On Fri, 2011-12-16 at 12:40 +1100, David Gibson wrote:
> On Thu, Dec 15, 2011 at 11:05:07AM -0700, Alex Williamson wrote:
> > On Thu, 2011-12-15 at 17:25 +1100, David Gibson wrote:
> > > Here's the second spin of my preferred approach to handling grouping
> > > of devices for safe assignment to guests.
> > > 
> > > Changes since v1:
> > >  * Many name changes and file moves for improved consistency
> > >  * Bugfixes and cleanups
> > >  * The interface to the next layer up is considerably fleshed out,
> > >    although it still needs work.
> > >  * Example initialization of groups for p5ioc2 and p7ioc.
> > > 
> > > TODO:
> > >  * Need sample initialization of groups for intel and/or amd iommus
> > 
> > I think this very well might imposed significant bloat for those
> > implementations.  On POWER you typically don't have singleton groups,
> > while it's the norm on x86.  I don't know that either intel or amd iommu
> > code have existing structures that they can simply tack the group
> > pointer to.
> Actually, I think they can probably just use the group pointer in the
> struct device.  Each PCI function will typically allocate a new group
> and put the pointer in the struct device and no-where else.  Devices
> hidden under bridges copy the pointer from the bridge parent instead.
> I will have to check the unplug path to ensure we can manage the group
> lifetime properly, of course.
> >  Again, this is one of the reasons that I think the current
> > vfio implementation is the right starting point.  We keep groups within
> > vfio, imposing zero overhead for systems not making use of it and only
> > require iommu drivers to implement a trivial function to opt-in.  As we
> > start to make groups more pervasive in the dma layer, independent of
> > userspace driver exposure, we can offload pieces to the core.  Starting
> > with it in the core and hand waving some future use that we don't plan
> > to implement right now seems like the wrong direction.
> Well, I think we must agree to disagree here; I think treating groups
> as identifiable objects is worthwhile.  That said, I am looking for
> ways to whittle down the overhead when they're not in use.
> > >  * Use of sysfs attributes to control group permission is probably a
> > >    mistake.  Although it seems a bit odd, registering a chardev for
> > >    each group is probably better, because perms can be set from udev
> > >    rules, just like everything else.
> > 
> > I agree, this is a horrible mistake.  Reinventing file permissions via
> > sysfs is bound to be broken and doesn't account for selinux permissions.

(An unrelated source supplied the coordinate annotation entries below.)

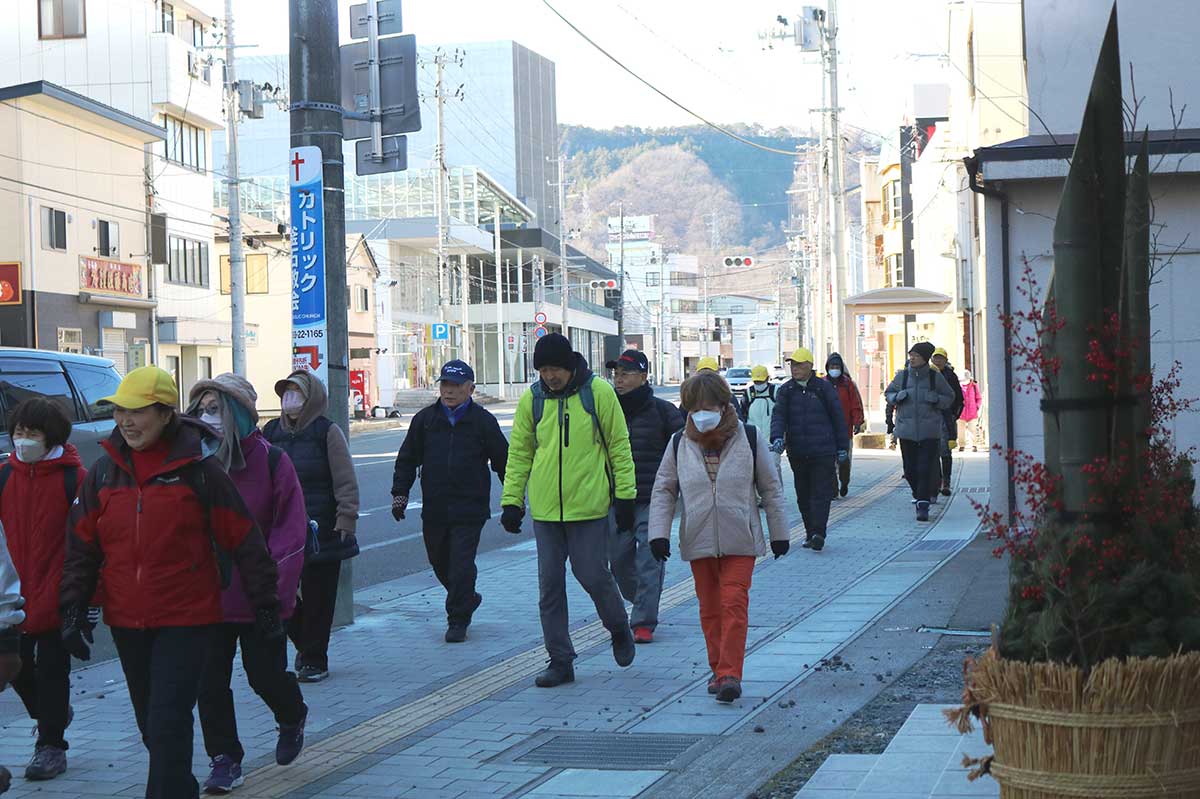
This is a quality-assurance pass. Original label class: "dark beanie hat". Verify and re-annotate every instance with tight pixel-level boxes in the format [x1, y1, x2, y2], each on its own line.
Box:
[908, 341, 935, 364]
[533, 334, 575, 370]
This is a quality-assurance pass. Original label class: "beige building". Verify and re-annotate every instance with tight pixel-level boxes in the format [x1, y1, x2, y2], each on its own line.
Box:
[0, 80, 164, 373]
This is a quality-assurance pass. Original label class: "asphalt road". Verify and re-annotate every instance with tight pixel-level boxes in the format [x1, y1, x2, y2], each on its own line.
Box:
[79, 386, 679, 662]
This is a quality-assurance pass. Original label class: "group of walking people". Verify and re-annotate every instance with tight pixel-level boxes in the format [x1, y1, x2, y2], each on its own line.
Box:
[0, 366, 358, 799]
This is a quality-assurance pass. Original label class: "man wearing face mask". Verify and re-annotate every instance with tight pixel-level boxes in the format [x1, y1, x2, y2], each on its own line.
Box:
[826, 353, 866, 497]
[263, 370, 359, 683]
[770, 347, 850, 552]
[500, 334, 637, 687]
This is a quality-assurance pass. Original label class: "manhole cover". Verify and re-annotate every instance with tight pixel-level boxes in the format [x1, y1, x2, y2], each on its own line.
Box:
[514, 732, 703, 769]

> > Again, I know you don't like aspects of the vfio group management, but
> > it gets this right imho.
> Yeah.  I came up with this because I was trying to avoid registering a
> device whose only purpose was to act as a permissioned "handle" on the
> group.  But it is a better approach, despite that.  I just wanted to
> send out the new patches for comment without waiting to do that
> rework.

So we end up with a chardev created by the core, whose only purpose is
setting the group access permissions for userspace usage, which only
becomes useful with something like vfio?  It's an odd conflict that
isolation groups would get involved with userspace permissions to access
the group, but leave enforcement of isolation via iommu groups to the
"binder" driver (where it seems like vfio is still going to need some
kind of merge interface to share a domain between isolation groups).

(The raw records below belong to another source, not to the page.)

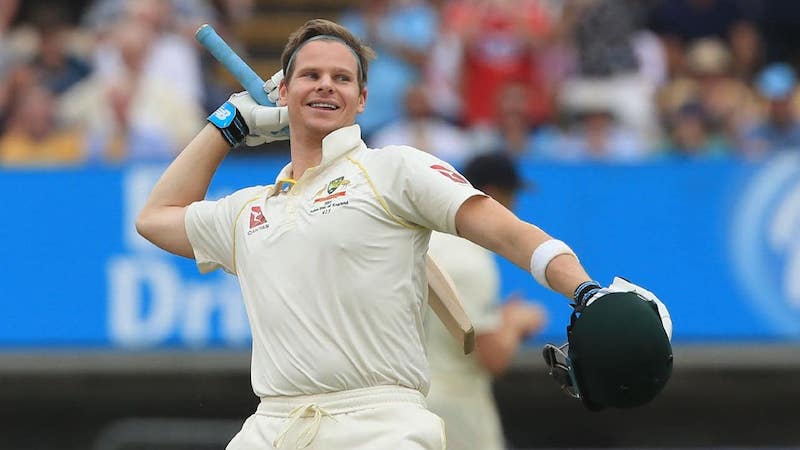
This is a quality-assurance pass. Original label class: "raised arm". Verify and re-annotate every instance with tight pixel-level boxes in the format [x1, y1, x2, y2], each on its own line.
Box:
[136, 123, 230, 258]
[456, 196, 591, 299]
[136, 92, 289, 258]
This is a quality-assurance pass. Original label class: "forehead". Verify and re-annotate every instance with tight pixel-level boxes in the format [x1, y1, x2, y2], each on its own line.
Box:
[294, 39, 358, 73]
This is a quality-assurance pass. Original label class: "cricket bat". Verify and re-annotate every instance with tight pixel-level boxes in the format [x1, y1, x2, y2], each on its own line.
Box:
[425, 254, 475, 355]
[195, 24, 475, 355]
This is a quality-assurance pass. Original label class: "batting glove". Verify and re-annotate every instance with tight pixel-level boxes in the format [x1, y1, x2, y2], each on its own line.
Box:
[573, 277, 672, 340]
[208, 92, 289, 147]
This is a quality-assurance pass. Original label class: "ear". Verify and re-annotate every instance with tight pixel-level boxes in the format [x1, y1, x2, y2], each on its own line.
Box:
[358, 87, 367, 112]
[278, 78, 289, 106]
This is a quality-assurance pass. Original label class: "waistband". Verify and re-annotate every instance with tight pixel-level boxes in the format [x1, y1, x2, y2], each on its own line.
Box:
[256, 386, 427, 417]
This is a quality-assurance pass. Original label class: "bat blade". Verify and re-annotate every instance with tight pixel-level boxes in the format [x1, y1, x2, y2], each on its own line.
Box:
[425, 255, 475, 355]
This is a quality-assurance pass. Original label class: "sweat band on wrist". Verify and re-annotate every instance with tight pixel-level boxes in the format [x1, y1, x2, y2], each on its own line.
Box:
[208, 102, 250, 147]
[531, 239, 577, 289]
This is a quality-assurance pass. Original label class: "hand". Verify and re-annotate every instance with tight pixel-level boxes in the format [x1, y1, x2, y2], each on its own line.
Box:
[584, 277, 672, 340]
[208, 92, 289, 146]
[228, 92, 289, 146]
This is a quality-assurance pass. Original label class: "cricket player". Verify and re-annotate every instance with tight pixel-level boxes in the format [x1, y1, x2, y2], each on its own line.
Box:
[425, 153, 545, 450]
[136, 19, 668, 450]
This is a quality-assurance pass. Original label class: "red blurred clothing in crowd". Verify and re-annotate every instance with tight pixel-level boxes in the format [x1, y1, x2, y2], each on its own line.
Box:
[442, 0, 552, 126]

Is this same chardev going to be a generic conduit for
read/write/mmap/ioctl to the "binder" driver or does vfio need to create
it's own chardev for that?  In the former case, are we ok with a chardev
that has an entirely modular API behind it, or maybe you're planning to
define some basic API infrastructure, in which case this starts smelling
like implementing vfio in the core.  In the latter case (isolation
chardev + vfio chardev) coordinating permissions sounds like a mess.